FuRA: Full-Rank Adaptation of LLMs via Lossless Block Tensor-Train Factorization

This repository contains the reference implementation for FuRA, the parameter-efficient fine-tuning method introduced in our submission. It provides everything needed to reproduce the four main empirical tracks of the paper:

Commonsense reasoning SFT (Llama-3-8B).
Math reasoning RL (GRPO on Qwen3-1.7B).
Visual instruction tuning (LLaVA-v1.5-7B).
QFuRA — quantized FuRA for commonsense reasoning.

1. What is FuRA?

LoRA-style adapters write the update as a low-rank product BA. They are parameter efficient, but they constrain the update to lie inside a low-rank subspace — a constraint that limits expressivity and forces practitioners to guess at a rank. Full fine-tuning, on the other hand, has full flexibility but no inductive bias toward the pre-trained feature space, and on small / noisy fine-tuning sets it tends to over-fit.

FuRA reparameterizes each weight matrix W ∈ R^{m×n} with a lossless block tensor-train factorization: W = L · S · R, where L, R are blocks of an orthogonal Kronecker-structured factorization initialized from the SVD of W, and S carries the singular values. We freeze the larger core (so the on-device parameter count stays comparable to LoRA at rank ≈ 64), and train only the smaller core together with S.

This gives us two simultaneous wins:

Full-rank update — there is no rank cap; the effective update can change every singular direction.
Spectral regularization — because the update is parameterized through the pre-trained subspace, gradient steps are pre-conditioned by the pre-trained spectrum, which provides a strong inductive bias toward the directions that matter and damps drift in irrelevant directions.
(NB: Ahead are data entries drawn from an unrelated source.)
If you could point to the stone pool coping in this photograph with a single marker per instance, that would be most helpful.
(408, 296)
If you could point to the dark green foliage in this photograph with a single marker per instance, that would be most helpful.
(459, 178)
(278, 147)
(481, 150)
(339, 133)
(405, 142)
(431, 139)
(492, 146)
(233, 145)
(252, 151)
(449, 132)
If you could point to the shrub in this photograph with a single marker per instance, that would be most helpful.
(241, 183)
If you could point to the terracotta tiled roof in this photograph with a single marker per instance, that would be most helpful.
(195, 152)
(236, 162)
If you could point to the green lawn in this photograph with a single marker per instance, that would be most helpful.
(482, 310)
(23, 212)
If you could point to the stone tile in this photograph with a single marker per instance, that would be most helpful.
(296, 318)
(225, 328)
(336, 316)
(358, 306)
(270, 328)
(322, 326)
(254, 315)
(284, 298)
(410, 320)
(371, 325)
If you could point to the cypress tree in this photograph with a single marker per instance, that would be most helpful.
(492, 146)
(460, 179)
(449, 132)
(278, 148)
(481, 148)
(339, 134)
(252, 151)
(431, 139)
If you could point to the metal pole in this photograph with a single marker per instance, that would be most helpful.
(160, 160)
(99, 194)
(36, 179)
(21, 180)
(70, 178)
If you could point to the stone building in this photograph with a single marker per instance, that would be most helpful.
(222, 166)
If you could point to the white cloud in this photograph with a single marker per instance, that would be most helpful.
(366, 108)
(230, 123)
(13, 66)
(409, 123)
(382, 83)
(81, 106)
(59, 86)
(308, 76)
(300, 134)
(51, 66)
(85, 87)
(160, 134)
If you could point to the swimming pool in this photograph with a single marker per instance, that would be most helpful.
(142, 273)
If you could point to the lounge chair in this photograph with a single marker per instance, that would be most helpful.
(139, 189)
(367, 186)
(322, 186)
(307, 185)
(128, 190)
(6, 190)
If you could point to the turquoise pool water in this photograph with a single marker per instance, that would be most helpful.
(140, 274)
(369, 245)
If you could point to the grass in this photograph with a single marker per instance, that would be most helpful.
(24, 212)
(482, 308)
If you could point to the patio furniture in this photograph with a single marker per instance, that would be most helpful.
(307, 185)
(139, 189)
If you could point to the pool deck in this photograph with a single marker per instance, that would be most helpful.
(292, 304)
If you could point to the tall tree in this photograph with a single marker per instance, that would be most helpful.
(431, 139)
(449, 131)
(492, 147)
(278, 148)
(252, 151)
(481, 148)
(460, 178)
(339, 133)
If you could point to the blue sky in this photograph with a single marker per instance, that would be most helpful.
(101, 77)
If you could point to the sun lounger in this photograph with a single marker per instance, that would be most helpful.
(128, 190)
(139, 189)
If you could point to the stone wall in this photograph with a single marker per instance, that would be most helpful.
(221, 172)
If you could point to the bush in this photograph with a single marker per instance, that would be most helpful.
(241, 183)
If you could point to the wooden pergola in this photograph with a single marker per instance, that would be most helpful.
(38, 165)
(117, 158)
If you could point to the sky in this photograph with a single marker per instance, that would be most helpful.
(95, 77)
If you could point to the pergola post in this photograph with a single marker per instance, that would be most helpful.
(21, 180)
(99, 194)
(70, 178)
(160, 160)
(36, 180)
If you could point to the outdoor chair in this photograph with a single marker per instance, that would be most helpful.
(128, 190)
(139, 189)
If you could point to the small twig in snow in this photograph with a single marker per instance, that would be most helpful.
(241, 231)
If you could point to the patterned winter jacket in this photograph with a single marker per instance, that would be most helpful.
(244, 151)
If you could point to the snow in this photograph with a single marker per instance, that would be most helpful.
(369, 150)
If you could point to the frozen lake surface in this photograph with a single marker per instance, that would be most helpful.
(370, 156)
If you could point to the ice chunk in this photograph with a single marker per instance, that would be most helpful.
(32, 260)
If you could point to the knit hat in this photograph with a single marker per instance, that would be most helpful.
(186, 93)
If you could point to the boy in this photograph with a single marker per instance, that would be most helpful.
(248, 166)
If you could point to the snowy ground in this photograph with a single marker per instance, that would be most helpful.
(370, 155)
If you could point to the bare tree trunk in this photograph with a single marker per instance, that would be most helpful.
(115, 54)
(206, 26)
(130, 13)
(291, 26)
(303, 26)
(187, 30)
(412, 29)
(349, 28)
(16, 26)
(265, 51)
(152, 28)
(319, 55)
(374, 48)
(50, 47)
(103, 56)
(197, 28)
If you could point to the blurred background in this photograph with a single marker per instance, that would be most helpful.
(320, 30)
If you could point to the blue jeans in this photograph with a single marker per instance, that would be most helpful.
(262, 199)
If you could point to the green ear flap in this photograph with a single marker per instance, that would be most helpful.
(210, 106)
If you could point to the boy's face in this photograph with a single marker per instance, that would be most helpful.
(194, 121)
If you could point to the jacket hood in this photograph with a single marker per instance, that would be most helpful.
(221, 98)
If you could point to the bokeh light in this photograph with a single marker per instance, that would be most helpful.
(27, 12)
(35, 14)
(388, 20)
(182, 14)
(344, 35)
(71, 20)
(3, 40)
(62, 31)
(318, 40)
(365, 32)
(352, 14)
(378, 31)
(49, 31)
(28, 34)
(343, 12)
The default configuration is rank=full, decomp_mode=output_one_block, train_position=small, s_merged_to=keep_trainable. These defaults appear in the launch scripts and are the configuration evaluated in the paper.

2. Repository layout

FuRA/
├── fura/                    # The shared FuRA layer implementations.
│   ├── btt_layer.py         #   BTTLayer + Linear→BTT conversion + QBTT (NF4)
│   ├── svd_layer.py         #   SVDLayer (full-rank SVD reparameterization)
│   └── math_utils.py        #   Math RL reward helpers
├── commonsense/             # Track 1: LIFT-style commonsense SFT (Llama-3-8B)
├── rl/                      # Track 2: GRPO RL on math (Qwen3-1.7B)
├── vlm/                     # Track 3: LLaVA-v1.5 visual instruction tuning
├── qfura_commonsense/       # Track 4: QFuRA commonsense (NF4-quantized FuRA)
│   └── qdora_baseline/      #   QDoRA baseline (separate environment)
├── pyproject.toml           # Shared env for tracks 1, 2, 4
└── README.md

All four tracks share fura/ as the source of truth for the BlockTT and SVD adapters; each track only adds the trainer / data-loader / launcher glue specific to its setting.

3. User-population directories (TODO before running)

The repository ships without large datasets or pretrained weights. Each of the directories listed below contains a TODO_POPULATE.md marker. Before you run any reproduction script, fetch the corresponding artifact from its public source and drop it into the indicated path.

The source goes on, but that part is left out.